Drafted by the Indians, Eckersley was the 1975 AL Rookie of the Year going 13-7 with a 2.60 ERA. He pitched a no-hitter against the Angels in '77. After winning 40 games in his first three seasons Eck was abruptly traded to Boston. According to Terry Pluto's The Curse of Rocky Colavito the trade was necessitated by the awkward situation of Eckersley's wife leaving him for teammate Rick Manning. Joining a winning team helped Eck's numbers as he went 20-8 and 17-10. By 1980 Eckersley began experiencing what was then called a "dead arm" but what we now realize was likely a torn rotator cuff, tendons or ligaments. Pitching through the pain forced Eck to develop a slider, which later would become his signature "out pitch." Injuries caused his statistics deteriorate to the point that the Red Sox would trade Eckersley to the Cubs midway through the '84 season for Bill Buckner. Ironically, Eck was one of several key pickups that would catapult Chicago to their first postseason appearance since 1945. And Buckner, apart from being a great player, committed the most famous fielding error in baseball history, perpetuating The Curse of the Bambino for two more decades. Eckersley would lose his only start in the '84 NLCS to the Padres. Eck turned in a more than respectable '85 season, going 11-7 with 6 complete games and two shutouts. By 1986 however, he would hit rock bottom as the Cubs tumbled back down the standings. Following the season, Eck would check himself into a alcholism rehab clinic.

Eckersley was traded to Oakland before the '87 season and manager Tony LaRussa was using him as a veteran swingman until fate intervened.

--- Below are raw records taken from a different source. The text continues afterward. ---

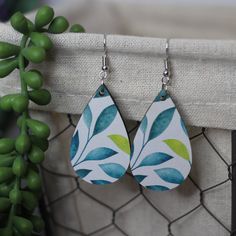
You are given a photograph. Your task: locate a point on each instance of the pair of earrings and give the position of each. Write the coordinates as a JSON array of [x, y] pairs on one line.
[[160, 157]]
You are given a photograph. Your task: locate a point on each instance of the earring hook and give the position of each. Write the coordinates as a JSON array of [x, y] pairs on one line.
[[166, 74], [105, 68]]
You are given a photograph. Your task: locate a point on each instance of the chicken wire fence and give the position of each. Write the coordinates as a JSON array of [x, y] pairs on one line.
[[113, 222]]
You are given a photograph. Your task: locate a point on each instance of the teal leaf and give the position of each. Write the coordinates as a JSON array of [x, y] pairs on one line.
[[114, 170], [100, 154], [105, 119], [170, 175], [131, 151], [143, 125], [161, 123], [183, 126], [156, 158], [121, 142], [104, 91], [74, 145], [140, 178], [157, 188], [100, 182], [87, 116], [83, 173]]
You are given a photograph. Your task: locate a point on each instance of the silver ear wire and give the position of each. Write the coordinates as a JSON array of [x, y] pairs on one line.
[[166, 74], [105, 68]]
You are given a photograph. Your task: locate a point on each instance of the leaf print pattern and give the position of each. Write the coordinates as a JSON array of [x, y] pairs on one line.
[[178, 147], [74, 145], [114, 170], [161, 123], [161, 152], [103, 152], [143, 125], [87, 116], [156, 158], [100, 154], [105, 119], [121, 142]]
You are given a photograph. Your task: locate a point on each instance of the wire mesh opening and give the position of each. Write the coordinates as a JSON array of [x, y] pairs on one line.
[[141, 194]]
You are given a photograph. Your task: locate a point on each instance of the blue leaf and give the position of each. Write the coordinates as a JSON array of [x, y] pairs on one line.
[[140, 178], [170, 175], [114, 170], [105, 119], [161, 123], [183, 126], [100, 182], [131, 151], [74, 145], [101, 92], [83, 172], [143, 125], [87, 116], [156, 158], [157, 188], [100, 154]]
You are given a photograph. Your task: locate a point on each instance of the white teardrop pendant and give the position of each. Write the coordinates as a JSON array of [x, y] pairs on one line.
[[161, 154], [100, 147]]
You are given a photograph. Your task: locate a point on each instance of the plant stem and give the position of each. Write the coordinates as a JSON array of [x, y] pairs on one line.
[[24, 92]]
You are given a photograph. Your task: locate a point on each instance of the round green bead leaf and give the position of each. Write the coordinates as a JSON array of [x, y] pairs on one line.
[[6, 145], [23, 144], [7, 66], [41, 40], [19, 23], [20, 103], [5, 174], [19, 167], [38, 128], [8, 50], [15, 196], [33, 79]]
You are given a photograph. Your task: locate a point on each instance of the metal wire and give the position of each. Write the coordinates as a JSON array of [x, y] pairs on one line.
[[141, 194]]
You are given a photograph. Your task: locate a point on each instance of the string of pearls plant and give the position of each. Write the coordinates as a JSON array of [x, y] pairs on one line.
[[20, 181]]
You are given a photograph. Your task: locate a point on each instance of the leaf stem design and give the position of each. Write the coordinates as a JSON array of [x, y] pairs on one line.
[[143, 146]]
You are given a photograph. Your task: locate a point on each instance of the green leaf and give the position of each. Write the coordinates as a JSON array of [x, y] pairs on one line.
[[161, 123], [121, 142], [87, 116], [105, 119], [100, 154], [178, 147]]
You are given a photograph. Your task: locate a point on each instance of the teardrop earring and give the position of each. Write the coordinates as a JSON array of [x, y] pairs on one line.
[[161, 156], [100, 147]]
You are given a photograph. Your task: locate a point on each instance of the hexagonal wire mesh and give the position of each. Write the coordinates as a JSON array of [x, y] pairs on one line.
[[47, 205]]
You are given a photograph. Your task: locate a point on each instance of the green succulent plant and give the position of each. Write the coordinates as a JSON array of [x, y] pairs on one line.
[[20, 181]]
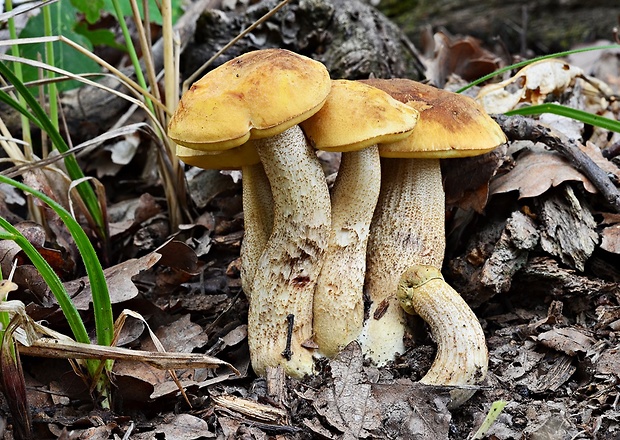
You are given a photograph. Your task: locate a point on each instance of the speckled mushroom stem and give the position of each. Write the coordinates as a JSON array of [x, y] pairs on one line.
[[407, 229], [287, 270], [462, 357], [338, 299], [258, 221]]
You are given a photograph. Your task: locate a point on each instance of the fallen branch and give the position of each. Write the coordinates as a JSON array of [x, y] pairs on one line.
[[520, 127]]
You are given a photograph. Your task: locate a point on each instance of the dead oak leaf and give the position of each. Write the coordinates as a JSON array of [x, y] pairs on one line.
[[537, 170], [359, 408], [119, 279], [567, 340], [348, 404]]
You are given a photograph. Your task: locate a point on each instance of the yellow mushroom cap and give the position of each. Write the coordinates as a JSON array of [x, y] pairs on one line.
[[231, 159], [356, 116], [450, 125], [256, 95]]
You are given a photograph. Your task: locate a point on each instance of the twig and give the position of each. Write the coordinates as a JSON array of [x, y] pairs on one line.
[[520, 127]]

A's closer Jay Howell got injured, Eck Wally Pipped him and the rest was history. He would lead the AL in saves in '88 with 45 and '92 with 51. Eckersley was the AL MVP and Cy Young winner in 1992, a feat accomplished by only two other relievers (Rollie Fingers in '81 and Willie Hernandez in '84). Eck may have had the best season ever for a closer in 1990 when he saved 48 games while allowing five runs the entire year for a microscopic 0.61 ERA and became the only relief pitcher in baseball history to have more saves than base runners allowed (48 SV, 41 H, 4 BB, 0 HBP). In '96 Eckersley followed LaRussa to St. Louis where he would spend two seasons as the Cardinals stopper. In nine of ten seasons from 1988-97, Eck would post at least 29 saves. He made a brief return to Boston, retiring after the 1998 season.

Eckersley was inducted into the Hall on his first ballot receiving over 83% of the vote. LaRussa and Eck's specialization and impact on the modern bullpen cannot be overestimated. He is on the short list of relievers with perhaps Elroy Face, Fingers, Bruce Sutter, Lee Smith and others who created a new position, the concept of a ninth inning specialist. Because of pitchers like Eckersley, the complete game is now more rare than the save, which was not the case 50 years ago.

The Card Itself: This is the first really nice photo in the set. We see Eck right in the middle of his classic sweeping delivery with his trademark stink eye. When he was in his prime, Eckersley was as intimating a pitcher as any batter on a team hopelessly trailing the A's in the ninth inning could face. Game over.

Did You Know?: Eck notched 15 postseason saves.

Where Are They Now?: He currently works as a studio analyst for the Red Sox on NESN.